Yeah, and it works fine. But it is hard to argue that JSON+XML is a simpler data interchange format than just XML.

It might be better though, because the JSON and the XML is handled by different layers in the application anyway.

Sure it’s simpler: they’re used in two separate layers – each with its own purpose – which are consumed by separate components (and actually more, because when you send this down you’re of course wrapping it in HTTP and TCP &c.). For a better understanding of why this kind of design is simpler, and therefore better, I recommend Rich Hickey’s talk: http://www.infoq.com/presentations/Simple-Made-Easy

Edit inre “more complex compound data exchange format”: No, the point is that this should be thought of as two simple protocols wrapped one inside the other, not one “complex” format. Watch Rich Hickey’s talk. It would be a complex format if the two layers reached across into each-other, if the consumption of one depended on the details of the other, etc. But if they’re kept properly separate, that’s not complex – by Hickey’s definition anyhow, and I think it’s an excellent definition.

Agreed, the overall architecture may become simpler by choosing a more complex compound data exchange format.

The important thing to remember is that sometimes the solution to a problem adds so much overhead that it actually creates a bigger problem than the problem it solved.

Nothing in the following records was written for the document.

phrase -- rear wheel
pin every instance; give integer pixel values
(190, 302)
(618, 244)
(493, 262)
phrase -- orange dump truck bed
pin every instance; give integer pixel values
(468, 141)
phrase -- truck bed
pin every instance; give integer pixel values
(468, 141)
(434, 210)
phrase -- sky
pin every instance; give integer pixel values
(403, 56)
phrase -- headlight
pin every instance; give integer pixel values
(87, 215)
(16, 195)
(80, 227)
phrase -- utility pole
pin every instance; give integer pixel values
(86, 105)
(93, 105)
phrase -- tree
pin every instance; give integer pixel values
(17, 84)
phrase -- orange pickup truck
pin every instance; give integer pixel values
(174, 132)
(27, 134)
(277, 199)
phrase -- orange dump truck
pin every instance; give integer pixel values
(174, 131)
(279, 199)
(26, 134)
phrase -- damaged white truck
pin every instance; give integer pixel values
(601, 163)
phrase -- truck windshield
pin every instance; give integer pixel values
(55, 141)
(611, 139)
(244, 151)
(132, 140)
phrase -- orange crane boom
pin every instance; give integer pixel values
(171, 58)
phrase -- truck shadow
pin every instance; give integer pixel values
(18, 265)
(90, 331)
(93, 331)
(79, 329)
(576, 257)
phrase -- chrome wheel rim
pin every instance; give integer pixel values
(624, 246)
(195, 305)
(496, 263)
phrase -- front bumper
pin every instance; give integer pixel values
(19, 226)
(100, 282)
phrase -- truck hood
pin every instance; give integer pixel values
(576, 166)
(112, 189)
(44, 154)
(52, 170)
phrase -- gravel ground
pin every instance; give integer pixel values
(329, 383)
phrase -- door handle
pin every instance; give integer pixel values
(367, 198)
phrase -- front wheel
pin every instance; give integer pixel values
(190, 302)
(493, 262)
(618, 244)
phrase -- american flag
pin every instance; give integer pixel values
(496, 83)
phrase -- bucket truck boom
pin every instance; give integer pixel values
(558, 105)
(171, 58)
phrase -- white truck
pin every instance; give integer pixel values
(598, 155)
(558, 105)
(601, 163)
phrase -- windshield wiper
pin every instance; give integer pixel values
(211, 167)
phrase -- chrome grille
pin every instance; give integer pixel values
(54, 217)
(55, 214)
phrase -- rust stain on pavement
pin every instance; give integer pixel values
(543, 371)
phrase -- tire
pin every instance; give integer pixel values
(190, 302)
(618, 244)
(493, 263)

That has been the fate of SOAP, at least for the vast majority of uses.

That reminds me of that saying I heard about XML:

"Some people have a problem and think they can solve it with XML. Then they have two problems."

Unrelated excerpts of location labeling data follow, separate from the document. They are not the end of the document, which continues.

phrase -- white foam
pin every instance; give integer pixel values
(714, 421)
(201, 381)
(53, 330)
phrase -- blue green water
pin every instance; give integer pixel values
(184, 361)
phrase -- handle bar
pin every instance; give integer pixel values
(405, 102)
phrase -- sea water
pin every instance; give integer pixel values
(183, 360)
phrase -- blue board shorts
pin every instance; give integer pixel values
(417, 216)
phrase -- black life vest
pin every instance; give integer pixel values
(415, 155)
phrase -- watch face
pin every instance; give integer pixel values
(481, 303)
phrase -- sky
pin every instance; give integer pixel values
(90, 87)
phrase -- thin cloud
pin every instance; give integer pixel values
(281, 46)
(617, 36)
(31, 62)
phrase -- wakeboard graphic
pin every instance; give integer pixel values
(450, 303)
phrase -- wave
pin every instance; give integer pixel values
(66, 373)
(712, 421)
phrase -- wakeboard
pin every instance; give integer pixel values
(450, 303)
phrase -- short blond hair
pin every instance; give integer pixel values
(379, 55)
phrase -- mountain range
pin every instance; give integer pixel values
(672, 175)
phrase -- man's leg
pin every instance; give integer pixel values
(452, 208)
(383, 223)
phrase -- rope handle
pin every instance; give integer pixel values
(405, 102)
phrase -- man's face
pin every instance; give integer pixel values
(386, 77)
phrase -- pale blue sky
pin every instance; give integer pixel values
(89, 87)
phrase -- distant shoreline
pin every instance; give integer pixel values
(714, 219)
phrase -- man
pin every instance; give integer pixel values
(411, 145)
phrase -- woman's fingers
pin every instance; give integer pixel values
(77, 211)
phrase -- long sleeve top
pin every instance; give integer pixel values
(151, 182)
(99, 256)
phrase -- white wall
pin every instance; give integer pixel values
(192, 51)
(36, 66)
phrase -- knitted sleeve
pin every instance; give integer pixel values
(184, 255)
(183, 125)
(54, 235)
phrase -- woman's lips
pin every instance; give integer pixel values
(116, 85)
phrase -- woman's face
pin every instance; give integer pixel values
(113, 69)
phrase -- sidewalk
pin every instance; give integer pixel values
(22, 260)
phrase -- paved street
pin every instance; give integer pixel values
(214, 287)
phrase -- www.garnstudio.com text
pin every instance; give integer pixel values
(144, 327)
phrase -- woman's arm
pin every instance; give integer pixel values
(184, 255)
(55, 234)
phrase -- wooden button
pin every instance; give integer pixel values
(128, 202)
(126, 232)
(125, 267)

Sidenote: that's actually a reference to a usenet post from 1997 by Jamie Zawinsk, a Netscape engineer and the driving force behind the open-sourcing of the Mozilla codebase. In the original, Zawinski was talking about regex:

> Some people, when confronted with a problem, think "I know, I'll use regular expressions." Now they have two problems.

Zawinski's post, in turn was a reference to a 1988 sigfile from John Myers, quoting D. Tilbrook:

> Whenever faced with a problem, some people say "Let's use AWK." Now, they have two problems.

You can find a detailed history here:


Why not just use Unix time (in milliseconds) for your timestamps? You'll have to convert it to whatever your desired container format is on the other end of the wire, but...you're going to have to do that for all of your other data as well.

Sure. Or you can use one of the ISO 8601 date formats encoded as a string. Or the special string "\/Date(...)\/" which some JSON libraries have chosen. The problem is not to encode a date, the problem is there is no agreed way to do it, so you can't be sure that the other end actually receive a date.

It would be ambiguous, since you need to know what timezone the timestamp is from. This is why most applications use ISO8601.

Unix time is always UTC, isn't it?

Yeah, it is. I was thinking that since it just a raw number of seconds with no TZ designation, that there's too much room for incorrect implementations using localtime.

xml-rpc was a classic Winer format and like RSS it shared the same limited interest in cleaning up oversights. Not handling unicode was simply lazy - the support was there in XML so it took effort to disable a native feature. Similarly, date encoding is a solved problem for almost all applications: use ISO 8601.

This is not to say that there are areas where complexity will creep in or that some people haven't learned from the failure of SOAP (or CORBA before it) but simply that for the vast majority of cases the problems just aren't that hard unless we choose to make them hard.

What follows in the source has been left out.